We are storied animals, and storytellers are ones that either tap into this or they generate it, I don’t know which. Yann Martel says that the greatest stories are the ones that are religious in nature, that these are the aspiration of stories, a kind of connection to God, or however one wants to put it, An ordering of reality in a way that gives it significance. Ultimate significance.
For a long time I thought people either believed in God or they didn’t, but there are many who have faith in something they wouldn’t call God, maybe Fate or Luck, and they curse it or feel forsaken by it much of their lives. I think this aspiration and disappointment must be some kind of faith in a power that decides things, and thus these people seem religious to me, if but sadly so. I know I myself most often feel spiritual when things are at there worst, when I am adverserial to God, to Fate, to Luck. But what can one do other than accept it and keep trying, just like the artist who never seems to get ahead in his craft, let alone create an original piece of art. But those who keep trying, despite all evidence of a lack of talent, then one day create something that resonates, if not with other people, then at least themselves, in which they at the very least catch a glimpse of the potential housed deep inside them. They may never catch it again, but it’s enough to keep trying, to keep showing devotion for that moment long ago.
The clock ticks. My face is heavy, a sharp electronic pick pierces through each temple. My neck is crooked, stooped, and it would take many years of effort to straighten it again.
And the anxiety sloshes from one side of my body to the other and back again. When there is no definite project, no destination or scope, the soul wants to be shown the path. But the path has been obscured, and we can either wait, or feel about and wander blindly through the fog. I don’t know what the best answer is, maybe neither. St. John of the Cross said that those undergoing the desert of the senses often lose access to their previous intelligence and facility of language, and that one should lean into this deterioration instead picking up these crumbling bits of themselves. It is preparation for something better than the ego, a stripping away so that one can prepare for the desert of the soul — which, unfortunately, is much worse than the desert of the senses. Stripped and vulnerable and without any assurances, one has to maintain his unrewarded faith in the void of silence, in the face of annihilation.
Many popularized Western versions of Eastern thought speak of “letting go,” as a thing one can do at this very moment. But letting go isn’t doesn’t mean to finally put down some enticing object, it is a bringing into death of the attachments that have defined our identities up until now.

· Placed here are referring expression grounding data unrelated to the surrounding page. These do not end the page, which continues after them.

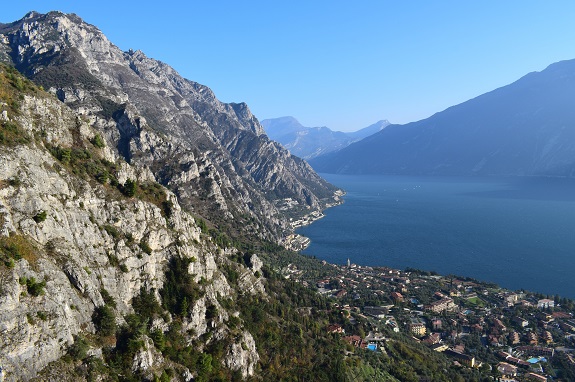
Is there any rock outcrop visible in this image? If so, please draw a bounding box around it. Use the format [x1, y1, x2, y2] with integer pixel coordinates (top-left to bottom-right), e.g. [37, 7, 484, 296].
[0, 11, 343, 380]
[0, 55, 261, 382]
[0, 11, 338, 242]
[0, 14, 312, 381]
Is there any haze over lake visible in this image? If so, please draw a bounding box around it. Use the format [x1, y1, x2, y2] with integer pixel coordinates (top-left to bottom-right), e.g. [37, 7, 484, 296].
[298, 174, 575, 299]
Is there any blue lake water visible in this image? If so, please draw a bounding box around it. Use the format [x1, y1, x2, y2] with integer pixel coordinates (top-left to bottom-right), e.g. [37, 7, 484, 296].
[297, 174, 575, 299]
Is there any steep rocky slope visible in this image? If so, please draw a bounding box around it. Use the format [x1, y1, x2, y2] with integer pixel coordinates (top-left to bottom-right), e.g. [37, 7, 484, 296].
[0, 11, 337, 243]
[0, 65, 266, 380]
[310, 59, 575, 176]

It is a painful process, filled with dread and long bouts of wishing for everything to be back to the way it was. It is a giving up of selfish aspirations without any promise of a better return. It is a process built on higher purpose rather than higher gain. The promise is tranquility, but when one really thinks about it, tranquility doesn’t sound as enticing as adventure, as squeezing the marrow from life.
What if “letting go” meant letting go of my artistic pursuits? What if the voice of God came clearly to me and told me to give up on my dreams of writing novels. What if it told me that my real place was working behind a register and nothing more? What if I was told to give up my house and live under an overpass? What would I say and how would I feel about this letting go? How would I respond?